Maglev consistent hashing in Rust

Andreas Hohmann July 22, 2024 #maglev #hashing #rust #networking

In a paper published in 2016, a group of Google engineers describes Google's network load load balancer called Maglev. This system uses a new (at the time) consistent hashing algorithm to select the target that a packet is sent to. This algorithm is now commonly known as "Maglev consistent hashing" and offered by several load balancers including Envoy. This post explores an implementation of this algorithm in Rust.

Before diving into the implementation, let's rehash (pun intended) the algorithm and the problem that it's trying to solve. Given an incoming packet, a load balaner has to select one of potentially many target servers to forward the packet to.

Using slightly more generic language, we have to send some input to a target. The input can be a packet (for a network load balancer) or an application layer request (for an application load balancer). The input has some characteristic fields that the load balancer uses for its decisions. In case of an IP packet, we have the 3-tuple consisting of source IP, destination IP, and transport protocol. In case of a TCP or UDP packet, we have the 5-tuple consisting of source IP, source port, destination IP, destination port, and application protocol.

These fields identify the service that should handle the input. The destination IP of an IP packet, for example, is often a virtual IP (VIP) of a particular service (typically obtained via DNS from the service's domain name), and the load balancer has to send the packet to a target that hosts this service.

For the discussion here we are going to assume that all targets can process all inputs. However, some target servers may be more powerful than others. We model this by giving each target a (small) non-negative integer weight. It's the load balancer's job to distribute the inputs fairly among the targets based on these weights.

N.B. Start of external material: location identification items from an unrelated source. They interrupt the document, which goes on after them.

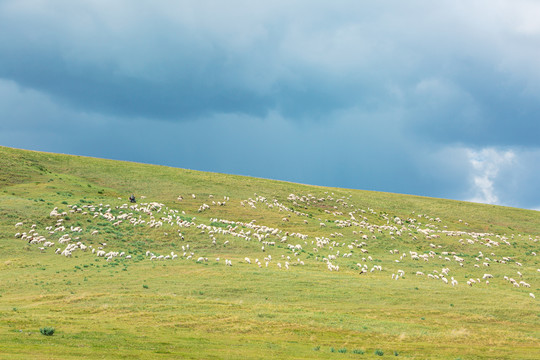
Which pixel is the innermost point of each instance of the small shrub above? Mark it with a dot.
(47, 330)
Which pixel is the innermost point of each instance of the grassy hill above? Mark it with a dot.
(313, 270)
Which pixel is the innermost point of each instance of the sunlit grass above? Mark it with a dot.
(139, 308)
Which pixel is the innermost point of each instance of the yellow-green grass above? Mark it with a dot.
(183, 308)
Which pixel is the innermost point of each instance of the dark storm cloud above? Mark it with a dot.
(438, 99)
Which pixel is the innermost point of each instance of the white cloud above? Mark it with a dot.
(486, 165)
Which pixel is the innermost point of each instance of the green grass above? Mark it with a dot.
(185, 308)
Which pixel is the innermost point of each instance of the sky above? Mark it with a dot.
(431, 98)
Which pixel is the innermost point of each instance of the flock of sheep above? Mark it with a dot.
(342, 236)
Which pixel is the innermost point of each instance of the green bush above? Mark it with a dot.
(47, 330)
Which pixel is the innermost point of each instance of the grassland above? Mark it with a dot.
(202, 309)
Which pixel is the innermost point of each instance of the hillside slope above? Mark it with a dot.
(210, 265)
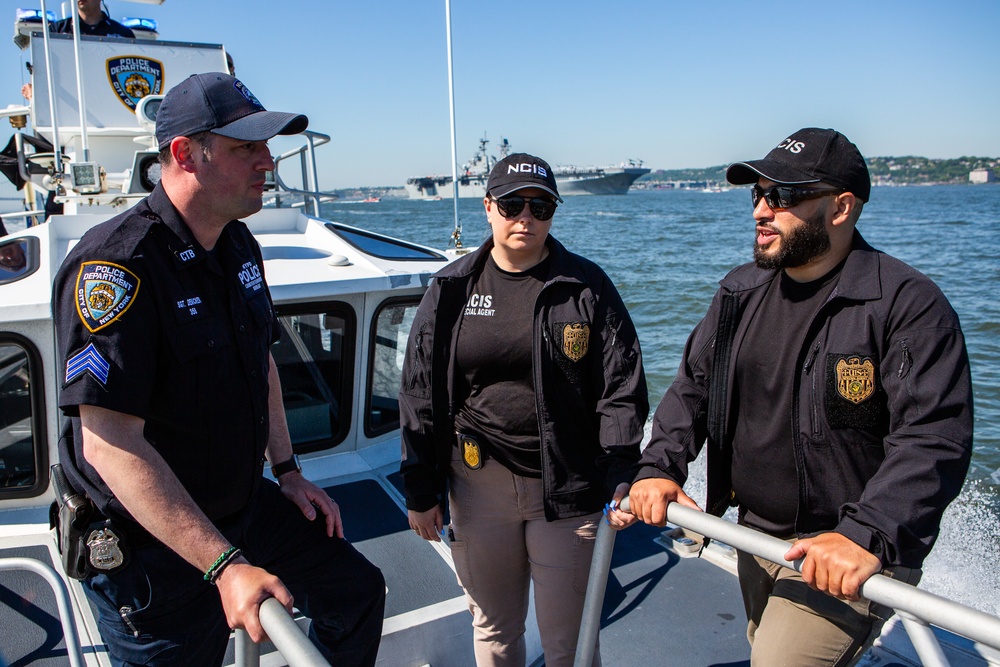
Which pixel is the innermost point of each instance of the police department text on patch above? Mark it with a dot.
(103, 292)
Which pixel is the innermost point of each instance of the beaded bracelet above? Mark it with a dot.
(229, 555)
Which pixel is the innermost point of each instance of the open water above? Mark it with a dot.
(666, 251)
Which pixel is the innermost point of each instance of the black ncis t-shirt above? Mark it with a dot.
(495, 389)
(764, 475)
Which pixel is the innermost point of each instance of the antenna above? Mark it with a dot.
(456, 235)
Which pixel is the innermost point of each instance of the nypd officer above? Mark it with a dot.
(164, 324)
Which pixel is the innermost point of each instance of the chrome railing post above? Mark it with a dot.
(247, 651)
(287, 637)
(597, 583)
(918, 609)
(924, 642)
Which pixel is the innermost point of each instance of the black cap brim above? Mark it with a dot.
(745, 173)
(503, 190)
(263, 125)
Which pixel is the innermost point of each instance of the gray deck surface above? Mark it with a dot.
(660, 609)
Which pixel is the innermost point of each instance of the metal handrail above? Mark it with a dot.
(310, 178)
(918, 609)
(61, 592)
(286, 636)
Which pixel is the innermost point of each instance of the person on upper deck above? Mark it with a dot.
(164, 326)
(524, 397)
(94, 22)
(831, 382)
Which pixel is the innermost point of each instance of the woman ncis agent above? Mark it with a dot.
(524, 396)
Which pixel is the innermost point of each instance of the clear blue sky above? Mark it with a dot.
(676, 84)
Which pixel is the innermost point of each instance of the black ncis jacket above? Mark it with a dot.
(591, 411)
(150, 324)
(882, 416)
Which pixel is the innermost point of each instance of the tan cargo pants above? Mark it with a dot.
(501, 543)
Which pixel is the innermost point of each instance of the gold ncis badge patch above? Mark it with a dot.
(471, 453)
(103, 292)
(576, 340)
(855, 379)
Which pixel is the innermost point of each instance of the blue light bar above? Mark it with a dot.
(34, 15)
(140, 24)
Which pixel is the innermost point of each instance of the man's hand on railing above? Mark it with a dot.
(243, 588)
(834, 564)
(648, 499)
(614, 515)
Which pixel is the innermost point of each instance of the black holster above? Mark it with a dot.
(71, 516)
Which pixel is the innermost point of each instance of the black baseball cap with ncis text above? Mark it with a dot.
(519, 171)
(221, 104)
(811, 155)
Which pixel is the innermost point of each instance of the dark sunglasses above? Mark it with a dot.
(786, 196)
(541, 208)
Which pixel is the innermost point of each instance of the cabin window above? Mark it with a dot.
(384, 247)
(23, 456)
(390, 329)
(315, 360)
(18, 258)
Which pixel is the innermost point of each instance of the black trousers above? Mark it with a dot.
(179, 618)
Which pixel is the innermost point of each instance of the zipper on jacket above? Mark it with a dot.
(814, 401)
(904, 365)
(418, 341)
(124, 613)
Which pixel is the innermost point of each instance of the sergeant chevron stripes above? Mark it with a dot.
(88, 359)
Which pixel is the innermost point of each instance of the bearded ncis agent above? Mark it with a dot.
(164, 324)
(831, 383)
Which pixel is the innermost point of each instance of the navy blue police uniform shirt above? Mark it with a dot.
(106, 27)
(151, 325)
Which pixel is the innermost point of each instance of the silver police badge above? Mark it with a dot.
(855, 379)
(103, 550)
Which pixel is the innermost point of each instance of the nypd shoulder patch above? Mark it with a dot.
(89, 359)
(104, 291)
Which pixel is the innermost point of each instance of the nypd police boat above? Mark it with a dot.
(345, 299)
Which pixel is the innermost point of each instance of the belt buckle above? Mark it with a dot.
(472, 454)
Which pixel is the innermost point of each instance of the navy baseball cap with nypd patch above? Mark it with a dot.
(221, 104)
(811, 155)
(519, 171)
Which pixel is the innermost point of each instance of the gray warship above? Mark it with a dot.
(611, 180)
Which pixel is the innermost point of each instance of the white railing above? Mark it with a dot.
(286, 636)
(62, 602)
(918, 609)
(308, 171)
(296, 649)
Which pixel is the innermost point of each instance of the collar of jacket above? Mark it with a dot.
(859, 279)
(563, 264)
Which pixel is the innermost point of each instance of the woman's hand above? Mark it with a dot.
(429, 524)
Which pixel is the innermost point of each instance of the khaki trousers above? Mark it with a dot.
(794, 625)
(502, 542)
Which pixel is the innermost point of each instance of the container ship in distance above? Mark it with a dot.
(615, 180)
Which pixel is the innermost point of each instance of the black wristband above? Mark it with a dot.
(291, 465)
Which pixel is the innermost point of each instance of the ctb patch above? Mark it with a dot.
(104, 291)
(134, 77)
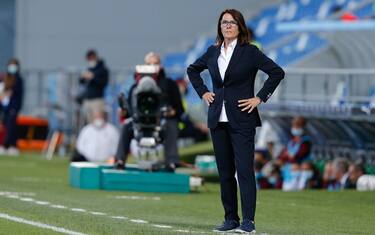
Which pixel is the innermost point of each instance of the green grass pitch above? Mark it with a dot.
(35, 189)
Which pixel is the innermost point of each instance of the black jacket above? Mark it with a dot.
(170, 95)
(16, 99)
(238, 83)
(96, 86)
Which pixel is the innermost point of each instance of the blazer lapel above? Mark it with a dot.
(216, 65)
(234, 59)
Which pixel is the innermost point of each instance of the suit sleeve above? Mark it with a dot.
(275, 74)
(194, 72)
(176, 100)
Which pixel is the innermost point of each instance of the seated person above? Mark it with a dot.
(298, 149)
(97, 141)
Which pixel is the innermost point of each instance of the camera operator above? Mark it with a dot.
(170, 97)
(93, 82)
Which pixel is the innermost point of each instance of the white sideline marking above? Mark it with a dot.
(97, 213)
(139, 221)
(26, 199)
(41, 202)
(182, 231)
(138, 198)
(38, 224)
(58, 206)
(118, 217)
(14, 195)
(161, 226)
(78, 210)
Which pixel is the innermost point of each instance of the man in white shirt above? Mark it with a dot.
(97, 142)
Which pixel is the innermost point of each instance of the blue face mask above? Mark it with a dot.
(295, 174)
(12, 69)
(272, 180)
(296, 131)
(258, 175)
(306, 174)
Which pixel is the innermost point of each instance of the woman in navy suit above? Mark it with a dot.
(232, 114)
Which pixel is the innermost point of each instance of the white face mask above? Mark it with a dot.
(296, 131)
(12, 68)
(91, 64)
(98, 123)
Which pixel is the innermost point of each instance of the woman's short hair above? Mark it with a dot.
(243, 36)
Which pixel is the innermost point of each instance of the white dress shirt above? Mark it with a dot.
(223, 62)
(98, 144)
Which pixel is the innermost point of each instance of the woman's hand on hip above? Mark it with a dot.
(208, 97)
(249, 104)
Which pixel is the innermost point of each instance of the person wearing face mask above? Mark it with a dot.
(233, 112)
(11, 104)
(170, 98)
(93, 82)
(97, 142)
(298, 148)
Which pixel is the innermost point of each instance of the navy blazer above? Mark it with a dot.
(238, 83)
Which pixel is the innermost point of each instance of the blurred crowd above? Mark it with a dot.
(293, 168)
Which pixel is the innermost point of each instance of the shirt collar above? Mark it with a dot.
(231, 45)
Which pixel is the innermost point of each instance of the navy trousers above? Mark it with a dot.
(234, 151)
(10, 118)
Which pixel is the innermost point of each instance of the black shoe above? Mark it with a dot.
(227, 226)
(170, 168)
(246, 227)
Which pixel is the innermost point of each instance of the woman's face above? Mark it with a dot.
(229, 27)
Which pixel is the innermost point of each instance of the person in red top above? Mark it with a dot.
(298, 149)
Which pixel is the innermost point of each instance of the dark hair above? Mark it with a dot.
(91, 53)
(251, 34)
(14, 61)
(243, 36)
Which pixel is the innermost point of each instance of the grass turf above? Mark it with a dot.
(307, 212)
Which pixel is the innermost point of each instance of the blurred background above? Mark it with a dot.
(325, 46)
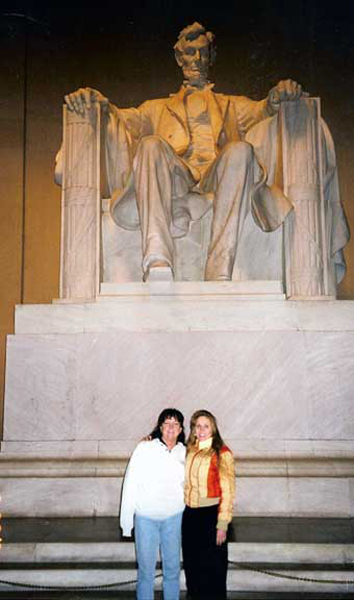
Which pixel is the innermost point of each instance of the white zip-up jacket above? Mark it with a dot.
(153, 483)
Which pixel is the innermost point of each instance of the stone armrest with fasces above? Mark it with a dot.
(83, 99)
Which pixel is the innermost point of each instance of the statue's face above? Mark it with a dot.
(195, 60)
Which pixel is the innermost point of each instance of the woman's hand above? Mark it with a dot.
(220, 537)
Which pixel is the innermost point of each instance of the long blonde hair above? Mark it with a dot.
(217, 442)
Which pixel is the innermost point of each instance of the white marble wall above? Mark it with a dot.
(86, 381)
(261, 385)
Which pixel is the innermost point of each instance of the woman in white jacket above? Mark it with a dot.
(152, 503)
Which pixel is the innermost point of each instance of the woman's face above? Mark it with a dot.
(170, 430)
(203, 429)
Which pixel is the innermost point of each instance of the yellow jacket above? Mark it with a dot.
(209, 481)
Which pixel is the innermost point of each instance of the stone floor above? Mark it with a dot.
(244, 530)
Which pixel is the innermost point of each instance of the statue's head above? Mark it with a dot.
(195, 52)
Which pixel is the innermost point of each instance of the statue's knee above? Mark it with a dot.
(239, 152)
(151, 144)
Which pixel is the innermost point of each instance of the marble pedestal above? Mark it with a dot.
(85, 382)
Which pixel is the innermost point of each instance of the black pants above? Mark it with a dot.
(205, 563)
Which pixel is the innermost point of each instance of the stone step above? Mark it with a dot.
(267, 556)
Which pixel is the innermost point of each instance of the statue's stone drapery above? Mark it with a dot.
(173, 160)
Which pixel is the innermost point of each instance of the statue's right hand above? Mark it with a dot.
(83, 98)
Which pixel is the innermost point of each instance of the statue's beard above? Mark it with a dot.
(195, 76)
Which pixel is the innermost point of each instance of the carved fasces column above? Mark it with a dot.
(308, 271)
(80, 216)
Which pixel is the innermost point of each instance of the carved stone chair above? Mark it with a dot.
(95, 252)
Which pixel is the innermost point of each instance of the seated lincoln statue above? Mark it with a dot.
(171, 160)
(192, 141)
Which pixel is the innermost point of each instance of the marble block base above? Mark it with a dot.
(85, 382)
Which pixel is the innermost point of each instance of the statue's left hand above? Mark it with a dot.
(285, 90)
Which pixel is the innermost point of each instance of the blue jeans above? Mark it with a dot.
(150, 534)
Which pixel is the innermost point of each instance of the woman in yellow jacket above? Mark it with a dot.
(209, 492)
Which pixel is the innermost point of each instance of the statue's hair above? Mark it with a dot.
(190, 33)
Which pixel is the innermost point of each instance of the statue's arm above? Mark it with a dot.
(250, 112)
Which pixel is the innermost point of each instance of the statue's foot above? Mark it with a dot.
(158, 271)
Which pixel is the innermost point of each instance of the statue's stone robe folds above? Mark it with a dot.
(232, 118)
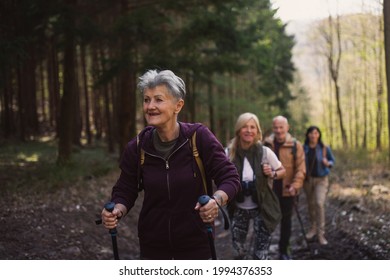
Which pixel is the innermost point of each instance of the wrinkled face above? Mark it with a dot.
(248, 133)
(280, 129)
(160, 107)
(313, 136)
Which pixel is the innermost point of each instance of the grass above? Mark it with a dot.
(31, 167)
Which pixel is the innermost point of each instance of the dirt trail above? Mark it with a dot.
(61, 226)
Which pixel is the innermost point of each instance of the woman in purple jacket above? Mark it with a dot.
(171, 220)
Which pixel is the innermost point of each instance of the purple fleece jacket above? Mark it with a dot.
(168, 225)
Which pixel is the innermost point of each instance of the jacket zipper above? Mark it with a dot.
(168, 185)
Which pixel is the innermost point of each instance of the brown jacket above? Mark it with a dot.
(295, 171)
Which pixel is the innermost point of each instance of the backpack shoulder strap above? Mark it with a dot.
(199, 162)
(294, 149)
(141, 153)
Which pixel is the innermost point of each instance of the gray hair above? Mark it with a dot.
(174, 84)
(241, 121)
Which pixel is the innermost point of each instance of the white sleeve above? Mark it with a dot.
(272, 159)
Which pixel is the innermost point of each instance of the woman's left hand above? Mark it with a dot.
(208, 212)
(325, 162)
(267, 170)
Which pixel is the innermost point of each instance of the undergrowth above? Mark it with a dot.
(31, 167)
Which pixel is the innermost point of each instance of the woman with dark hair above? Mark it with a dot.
(319, 160)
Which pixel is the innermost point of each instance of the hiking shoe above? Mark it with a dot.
(285, 257)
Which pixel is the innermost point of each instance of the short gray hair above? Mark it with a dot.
(153, 78)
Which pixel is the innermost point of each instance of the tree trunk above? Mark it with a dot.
(86, 95)
(334, 68)
(127, 92)
(68, 98)
(379, 75)
(386, 15)
(211, 104)
(53, 85)
(42, 87)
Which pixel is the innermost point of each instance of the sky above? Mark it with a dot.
(315, 9)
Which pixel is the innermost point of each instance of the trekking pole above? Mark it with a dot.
(302, 227)
(203, 200)
(109, 206)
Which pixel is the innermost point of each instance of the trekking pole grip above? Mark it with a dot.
(109, 206)
(203, 199)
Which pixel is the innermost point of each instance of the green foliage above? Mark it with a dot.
(31, 167)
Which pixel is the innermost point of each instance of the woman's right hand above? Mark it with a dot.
(267, 170)
(110, 219)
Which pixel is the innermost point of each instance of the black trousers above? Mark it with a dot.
(286, 206)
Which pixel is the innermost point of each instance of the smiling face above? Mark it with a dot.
(280, 128)
(160, 107)
(248, 133)
(314, 136)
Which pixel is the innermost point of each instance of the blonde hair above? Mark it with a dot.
(240, 123)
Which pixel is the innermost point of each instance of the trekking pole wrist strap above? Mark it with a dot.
(225, 216)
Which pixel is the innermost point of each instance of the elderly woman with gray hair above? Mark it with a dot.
(161, 162)
(257, 166)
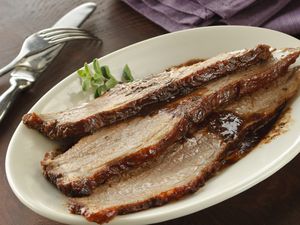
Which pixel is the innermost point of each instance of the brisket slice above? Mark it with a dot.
(185, 166)
(128, 99)
(115, 148)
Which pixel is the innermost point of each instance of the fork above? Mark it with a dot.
(45, 39)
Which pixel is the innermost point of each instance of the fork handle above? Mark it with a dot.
(8, 97)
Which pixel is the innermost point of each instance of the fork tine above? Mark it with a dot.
(53, 35)
(61, 40)
(49, 30)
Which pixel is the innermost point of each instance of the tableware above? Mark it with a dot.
(26, 73)
(43, 40)
(27, 147)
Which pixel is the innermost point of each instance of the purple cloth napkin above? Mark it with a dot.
(173, 15)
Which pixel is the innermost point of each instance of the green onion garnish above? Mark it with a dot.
(101, 79)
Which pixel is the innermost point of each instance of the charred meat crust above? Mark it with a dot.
(106, 215)
(200, 109)
(54, 130)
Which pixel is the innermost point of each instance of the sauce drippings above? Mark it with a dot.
(264, 134)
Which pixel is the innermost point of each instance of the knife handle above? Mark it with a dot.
(9, 96)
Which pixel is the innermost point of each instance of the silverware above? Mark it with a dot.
(28, 70)
(45, 39)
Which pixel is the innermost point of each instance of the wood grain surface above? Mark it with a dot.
(276, 201)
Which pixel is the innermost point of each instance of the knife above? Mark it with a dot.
(27, 71)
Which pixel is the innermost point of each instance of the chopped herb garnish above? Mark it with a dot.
(101, 79)
(127, 76)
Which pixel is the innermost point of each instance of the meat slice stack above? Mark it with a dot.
(128, 99)
(132, 161)
(186, 165)
(115, 148)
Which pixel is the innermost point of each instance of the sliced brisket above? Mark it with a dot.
(185, 166)
(115, 148)
(127, 100)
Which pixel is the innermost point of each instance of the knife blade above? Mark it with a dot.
(27, 71)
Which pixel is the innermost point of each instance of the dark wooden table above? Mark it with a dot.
(274, 201)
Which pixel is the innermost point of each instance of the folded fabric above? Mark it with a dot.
(173, 15)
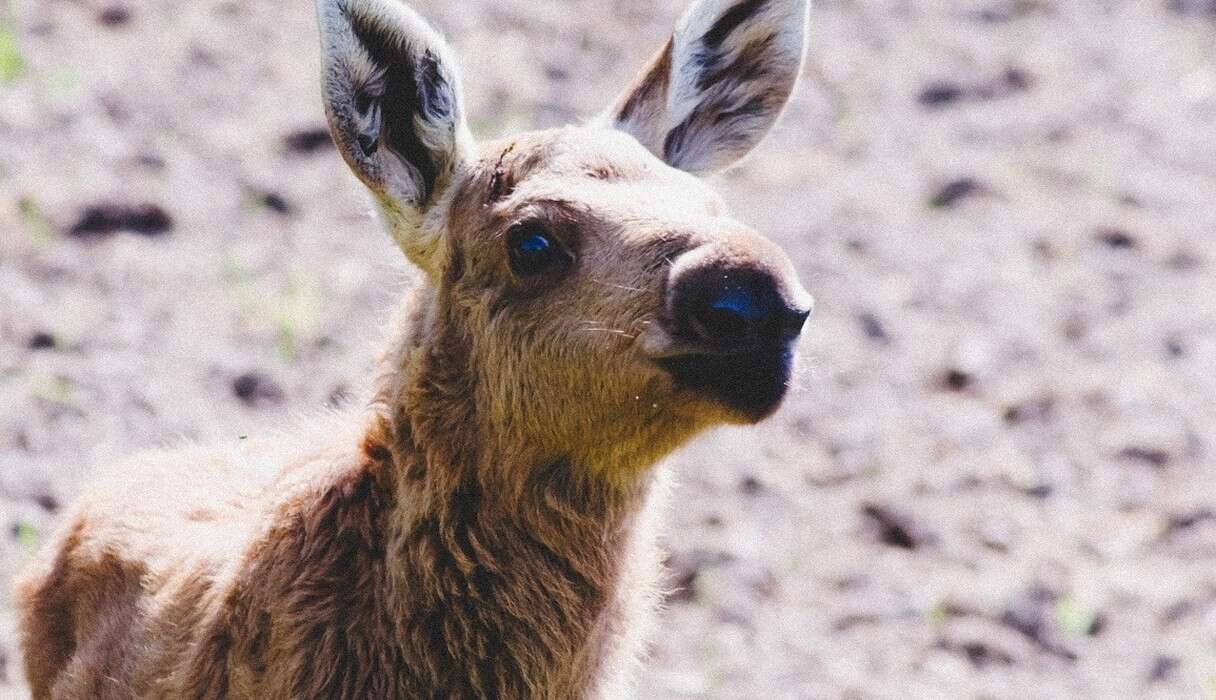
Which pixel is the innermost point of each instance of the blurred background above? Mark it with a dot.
(996, 478)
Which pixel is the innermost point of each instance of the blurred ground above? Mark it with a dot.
(997, 476)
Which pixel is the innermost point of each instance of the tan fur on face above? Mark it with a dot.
(485, 525)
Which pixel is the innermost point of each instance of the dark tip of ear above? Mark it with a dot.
(434, 94)
(730, 21)
(369, 144)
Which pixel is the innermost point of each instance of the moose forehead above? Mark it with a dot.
(602, 171)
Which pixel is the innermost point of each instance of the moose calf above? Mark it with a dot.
(485, 526)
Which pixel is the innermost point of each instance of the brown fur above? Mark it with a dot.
(482, 529)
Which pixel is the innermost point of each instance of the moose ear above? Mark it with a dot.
(719, 85)
(393, 100)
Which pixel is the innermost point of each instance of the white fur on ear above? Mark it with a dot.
(393, 100)
(719, 85)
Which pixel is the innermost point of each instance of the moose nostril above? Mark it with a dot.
(728, 319)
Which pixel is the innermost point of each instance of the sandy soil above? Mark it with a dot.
(996, 478)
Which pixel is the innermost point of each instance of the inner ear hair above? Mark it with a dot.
(393, 99)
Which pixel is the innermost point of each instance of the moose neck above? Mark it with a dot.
(511, 566)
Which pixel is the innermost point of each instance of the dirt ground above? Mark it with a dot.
(997, 474)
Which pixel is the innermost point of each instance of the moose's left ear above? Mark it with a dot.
(719, 85)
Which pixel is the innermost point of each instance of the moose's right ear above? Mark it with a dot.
(393, 99)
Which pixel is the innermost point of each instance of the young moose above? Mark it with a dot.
(484, 528)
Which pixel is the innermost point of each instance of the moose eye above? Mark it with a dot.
(533, 252)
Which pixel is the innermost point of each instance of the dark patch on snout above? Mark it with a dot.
(738, 323)
(750, 383)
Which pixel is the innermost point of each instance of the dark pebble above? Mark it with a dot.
(1150, 456)
(253, 389)
(1183, 521)
(981, 654)
(106, 219)
(750, 486)
(893, 529)
(1193, 7)
(957, 380)
(940, 94)
(48, 502)
(1118, 238)
(1040, 491)
(309, 140)
(1036, 410)
(873, 328)
(276, 203)
(41, 340)
(955, 192)
(1163, 669)
(114, 16)
(684, 569)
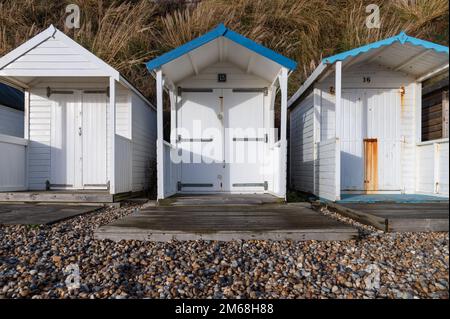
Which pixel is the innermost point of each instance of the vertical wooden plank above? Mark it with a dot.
(436, 157)
(316, 132)
(338, 102)
(112, 133)
(337, 114)
(160, 134)
(337, 169)
(283, 79)
(26, 134)
(445, 114)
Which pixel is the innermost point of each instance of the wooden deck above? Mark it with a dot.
(221, 200)
(399, 217)
(224, 223)
(54, 196)
(38, 214)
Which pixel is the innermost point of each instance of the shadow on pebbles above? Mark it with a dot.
(64, 261)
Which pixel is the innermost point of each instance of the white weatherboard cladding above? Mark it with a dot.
(11, 121)
(383, 117)
(302, 146)
(94, 140)
(53, 57)
(64, 141)
(213, 126)
(432, 168)
(353, 124)
(373, 114)
(12, 163)
(382, 90)
(326, 170)
(443, 169)
(135, 144)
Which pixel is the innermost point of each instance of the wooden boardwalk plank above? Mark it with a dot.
(399, 217)
(271, 222)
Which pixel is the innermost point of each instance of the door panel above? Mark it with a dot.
(245, 141)
(370, 165)
(352, 135)
(200, 116)
(63, 141)
(93, 132)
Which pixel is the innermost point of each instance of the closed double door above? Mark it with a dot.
(78, 140)
(222, 138)
(370, 140)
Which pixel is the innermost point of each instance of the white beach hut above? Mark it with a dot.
(86, 127)
(356, 123)
(222, 88)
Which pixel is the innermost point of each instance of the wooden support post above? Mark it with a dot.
(112, 135)
(26, 134)
(337, 113)
(283, 80)
(338, 102)
(160, 134)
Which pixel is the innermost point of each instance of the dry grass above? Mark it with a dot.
(127, 33)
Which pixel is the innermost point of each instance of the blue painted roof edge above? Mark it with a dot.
(401, 37)
(260, 49)
(187, 47)
(220, 30)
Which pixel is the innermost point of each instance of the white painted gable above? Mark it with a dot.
(52, 53)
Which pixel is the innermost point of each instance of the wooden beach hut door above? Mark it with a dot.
(221, 134)
(200, 136)
(78, 141)
(370, 164)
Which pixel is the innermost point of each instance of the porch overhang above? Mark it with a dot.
(402, 53)
(218, 45)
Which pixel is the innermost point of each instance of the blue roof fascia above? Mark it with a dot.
(220, 30)
(187, 47)
(401, 37)
(262, 50)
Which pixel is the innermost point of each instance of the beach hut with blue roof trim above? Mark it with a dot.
(222, 88)
(356, 122)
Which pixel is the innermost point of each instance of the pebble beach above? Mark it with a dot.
(34, 261)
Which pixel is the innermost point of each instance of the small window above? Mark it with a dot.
(435, 108)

Inputs with the same characteristic fields should be sent to the same target. In case of TCP, the packets will be part of a TCP connection (after the TCP handshake), but even in case of UDP and other connection-less IP protocols, this kind of target affinity helps to take advantage of caching and other techniques that work best if the target that a client talks to stays the same.

The load balancer itself may consist of multiple physical servers (instances) that the packets are routed to by network devices such as hardware routers and switches. Packets with the same characteristic tuple will not necessarily be processed by the same load balancer instance, but the outcome (which target is picked) should be the same. We would like to achieve this without complex synchronization between the load balancers. Ideally, each load balancer instance should be able to operate independently.

The set of targets may change as servers are added or removed, whether due to deliberate changes or unexpected events (crashes, hardware failures). These changes should have minimal impact on existing connections.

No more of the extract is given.